My usually fit and healthy 84+ mum was recently admitted to hospital with anaemia and we are 3 weeks into her hospital stay during which her symptoms increased and after various investigations and haematology involvement she has been diagnosed with leukaemia ( of the bone marrow), which I think is Acute myeloid leukaemia (AML) , after an initial bone marrow aspiration/biopsy. She is now settling onto an oncology ward. She’s frightened but coping with daily blood tests, and transfusions, despite being very bruised due to all these. Treatment had been mentioned a week ago and a 2nd bone marrow biopsy needed taken 3 days ago and we’re still waiting for confirmation of treatment options. We have a named specialist nurse but I’ve not met them properly to ask questions . It all seems to be progressing slowly and I’ve so many questions.Im worried about her condition worsening on treatment as the side effects look similar to her symptoms that have already worsened. I’m reading the literature and can see Acute myeloid leukaemia (AML) is so very complex…. I feel pretty confused about things and can understand some of my mums frustrations and do hope I get to discuss questions soon … I’m wanting to ask the ‘right’ questions as I’m aware time is precious to the specialist health professionals ….
Hi Caz, first want to say again how sorry I am that you have to go through this. I told you a few things about my experience with my mum in response to your reply on my post so I won’t repeat that here, but one more thing I wanted to mention. In the early weeks we received what I perceived at the time as very conflicting information regarding some of her symptoms and which treatment option they were going for.
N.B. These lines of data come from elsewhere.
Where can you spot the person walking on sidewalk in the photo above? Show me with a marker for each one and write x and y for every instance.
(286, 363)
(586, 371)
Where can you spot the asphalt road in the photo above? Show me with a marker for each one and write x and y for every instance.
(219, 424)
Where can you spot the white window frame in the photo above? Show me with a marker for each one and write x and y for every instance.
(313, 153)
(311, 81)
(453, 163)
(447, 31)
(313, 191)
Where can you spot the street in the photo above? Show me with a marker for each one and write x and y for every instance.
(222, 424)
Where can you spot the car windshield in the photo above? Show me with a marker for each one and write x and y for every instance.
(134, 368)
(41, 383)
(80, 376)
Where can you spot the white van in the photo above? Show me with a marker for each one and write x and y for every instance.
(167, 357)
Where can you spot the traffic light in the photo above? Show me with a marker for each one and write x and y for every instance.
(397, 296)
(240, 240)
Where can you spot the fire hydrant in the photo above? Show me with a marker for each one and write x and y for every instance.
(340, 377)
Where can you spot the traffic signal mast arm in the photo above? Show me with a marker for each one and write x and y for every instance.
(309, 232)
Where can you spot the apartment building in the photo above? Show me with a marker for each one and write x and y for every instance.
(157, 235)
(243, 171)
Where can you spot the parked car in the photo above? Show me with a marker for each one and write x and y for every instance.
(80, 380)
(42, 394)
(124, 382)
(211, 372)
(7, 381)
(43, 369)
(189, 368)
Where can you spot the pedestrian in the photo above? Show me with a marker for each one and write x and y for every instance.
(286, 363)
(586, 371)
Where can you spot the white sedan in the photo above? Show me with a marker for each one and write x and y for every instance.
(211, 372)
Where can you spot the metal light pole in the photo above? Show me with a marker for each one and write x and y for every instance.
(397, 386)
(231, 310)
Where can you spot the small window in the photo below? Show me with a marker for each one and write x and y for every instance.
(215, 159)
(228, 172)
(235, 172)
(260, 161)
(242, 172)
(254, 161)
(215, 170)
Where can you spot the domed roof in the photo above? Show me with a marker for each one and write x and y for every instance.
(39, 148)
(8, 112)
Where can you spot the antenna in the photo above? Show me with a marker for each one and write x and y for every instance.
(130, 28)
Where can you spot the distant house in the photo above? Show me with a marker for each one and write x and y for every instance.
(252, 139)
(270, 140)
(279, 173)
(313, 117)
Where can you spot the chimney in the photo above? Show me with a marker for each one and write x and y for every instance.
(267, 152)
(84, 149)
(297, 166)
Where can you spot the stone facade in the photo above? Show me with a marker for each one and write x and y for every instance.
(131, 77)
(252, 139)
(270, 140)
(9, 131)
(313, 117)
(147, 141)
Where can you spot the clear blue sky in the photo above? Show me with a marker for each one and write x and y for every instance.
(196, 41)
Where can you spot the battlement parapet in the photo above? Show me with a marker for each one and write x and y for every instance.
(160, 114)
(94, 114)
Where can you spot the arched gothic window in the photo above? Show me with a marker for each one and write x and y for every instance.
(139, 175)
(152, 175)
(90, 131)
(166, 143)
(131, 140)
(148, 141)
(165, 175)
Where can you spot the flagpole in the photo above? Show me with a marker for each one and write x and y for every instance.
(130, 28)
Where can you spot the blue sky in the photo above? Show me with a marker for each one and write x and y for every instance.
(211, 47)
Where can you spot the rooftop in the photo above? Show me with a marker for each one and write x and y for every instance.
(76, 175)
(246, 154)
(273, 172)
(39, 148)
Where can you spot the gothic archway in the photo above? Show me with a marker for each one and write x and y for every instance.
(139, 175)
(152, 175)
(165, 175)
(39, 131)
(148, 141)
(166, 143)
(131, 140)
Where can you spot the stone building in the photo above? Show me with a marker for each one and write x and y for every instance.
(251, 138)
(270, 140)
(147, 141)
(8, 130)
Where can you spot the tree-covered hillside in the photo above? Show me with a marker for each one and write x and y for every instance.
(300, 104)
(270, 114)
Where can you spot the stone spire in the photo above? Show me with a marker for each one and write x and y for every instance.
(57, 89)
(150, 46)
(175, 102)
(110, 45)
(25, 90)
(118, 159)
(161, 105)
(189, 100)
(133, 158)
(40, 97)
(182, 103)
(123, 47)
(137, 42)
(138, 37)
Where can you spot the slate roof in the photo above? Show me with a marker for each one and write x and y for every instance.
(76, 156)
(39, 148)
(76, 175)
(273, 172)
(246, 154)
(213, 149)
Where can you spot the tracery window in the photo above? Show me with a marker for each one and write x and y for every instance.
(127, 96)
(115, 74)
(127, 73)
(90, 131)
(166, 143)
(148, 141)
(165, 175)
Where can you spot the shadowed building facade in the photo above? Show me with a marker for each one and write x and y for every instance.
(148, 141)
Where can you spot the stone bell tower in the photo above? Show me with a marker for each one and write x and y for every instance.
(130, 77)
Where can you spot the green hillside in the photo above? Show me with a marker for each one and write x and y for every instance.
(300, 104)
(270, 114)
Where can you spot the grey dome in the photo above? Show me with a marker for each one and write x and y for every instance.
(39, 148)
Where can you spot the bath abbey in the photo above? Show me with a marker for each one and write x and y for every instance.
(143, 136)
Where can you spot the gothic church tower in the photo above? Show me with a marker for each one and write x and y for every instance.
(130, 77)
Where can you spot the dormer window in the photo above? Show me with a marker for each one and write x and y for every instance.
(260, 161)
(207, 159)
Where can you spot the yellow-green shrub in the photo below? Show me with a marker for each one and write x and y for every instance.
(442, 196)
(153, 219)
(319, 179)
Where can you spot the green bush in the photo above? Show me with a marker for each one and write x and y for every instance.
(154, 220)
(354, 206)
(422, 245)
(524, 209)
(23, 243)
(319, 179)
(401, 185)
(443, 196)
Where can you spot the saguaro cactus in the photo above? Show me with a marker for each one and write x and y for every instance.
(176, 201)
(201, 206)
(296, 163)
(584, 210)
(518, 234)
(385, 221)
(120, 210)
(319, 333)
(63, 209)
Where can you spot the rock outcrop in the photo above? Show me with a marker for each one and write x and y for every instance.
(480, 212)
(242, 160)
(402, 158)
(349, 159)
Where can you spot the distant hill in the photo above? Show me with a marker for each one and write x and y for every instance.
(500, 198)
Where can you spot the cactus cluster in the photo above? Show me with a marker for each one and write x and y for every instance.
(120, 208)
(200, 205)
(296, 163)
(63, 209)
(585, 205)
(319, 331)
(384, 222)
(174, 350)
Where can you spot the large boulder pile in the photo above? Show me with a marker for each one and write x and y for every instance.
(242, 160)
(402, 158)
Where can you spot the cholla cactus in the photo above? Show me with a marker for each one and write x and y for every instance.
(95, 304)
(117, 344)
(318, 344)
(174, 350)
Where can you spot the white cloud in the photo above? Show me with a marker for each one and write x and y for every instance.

I found this really frustrating but I’ve come to accept that they don’t fully know everything either, she was seen by lots of different consultants and some options changed depending on her status that day. I think I’ve learned to roll with the punches a bit more and accept that things can change rapidly. It’s hard.
Also to caveat that my mum is not treated in the UK so some experiences will inevitably be different, but I think both care and treatment options are very similar regardless.